Najpierw był pomysł. Tam poniżej macie fotografię początku powieści. Napisałam ją... nie wiem jak dawno temu. Chyba dawno, skoro jest to rękopis w pożółkłym zeszycie, bo od lat używałam do pisania komputera, potem kolejnych laptopów, a jednak coś (bez tytułu - dziwne, bo zawsze dawałam moim powieściom tytuł), co niedługo ukaże się w księgarniach jako "Mistrz" pisałam długopisem, w zeszycie w kratkę. Potem przepisałam część na tej oto stareńkiej maszynie do pisania (która obecnie stoi na honorowym miejscu w moim domu i w której klawisze z zapałem uderza Patiś - przyszły pisarz jak sądzę). Myślę, że zaczęłam pisać tę opowieść jakieś dwadzieścia lat temu. Do tej pory przeleżała w szufladzie bo nie nadszedł na nią czas. Gdy Wydawca zwrócił się do mnie z propozycją napisania erotyku, od razu pomyślałam o skromnym zeszycie w kratkę i historii Raula, porwania, mafii, niewinnej dziewczyny. Napisałam opowieść od nowa, posiłkując się zapiskami sprzed lat i oto jest. Czy raczej będzie. Już 23. stycznia w księgarniach.

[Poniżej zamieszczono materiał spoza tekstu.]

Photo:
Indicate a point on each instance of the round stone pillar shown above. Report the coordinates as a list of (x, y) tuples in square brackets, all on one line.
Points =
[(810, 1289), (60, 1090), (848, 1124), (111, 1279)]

Przyznam, że jeszcze nigdy nie wahałam się tak długo nad wydaniem powieści. Napisać erotyk to trudna sztuka. Musi być pikantnie, ale bez przesady, a jednocześnie nie nudno. I nie podobnie do innych erotyków, a na ile sposobów można opisać akt seksualny? Ja na szczęście mogłam wesprzeć się na szybkiej, sensacyjnej akcji. "Momenty" są jedynie ozdobnikiem.
Czy mi się udało - ocenicie sami. Pierwsze recenzje są wspaniałe.

Oprócz starego rękopisu podczas pisania towarzyszyły mi dwie piosenki. Odsłuchajcie, bo warto. No i szum morza, bo pisałam "Mistrza" w hotelu Bryza nad naszym pięknym polskim Bałtykiem. Uwaga: szykuje się wieczór z Katarzyną Michalak! Właśnie w Bryzie, w Juracie! Gdy będę znała szczegóły na pewno dam znać. Dziś otrzymałam z Bryzy zaproszenie i dziś zaczęliśmy z Wydawcą nad tym spotkaniem pracować, bo chcemy nagrać tam ciekawy wywiad.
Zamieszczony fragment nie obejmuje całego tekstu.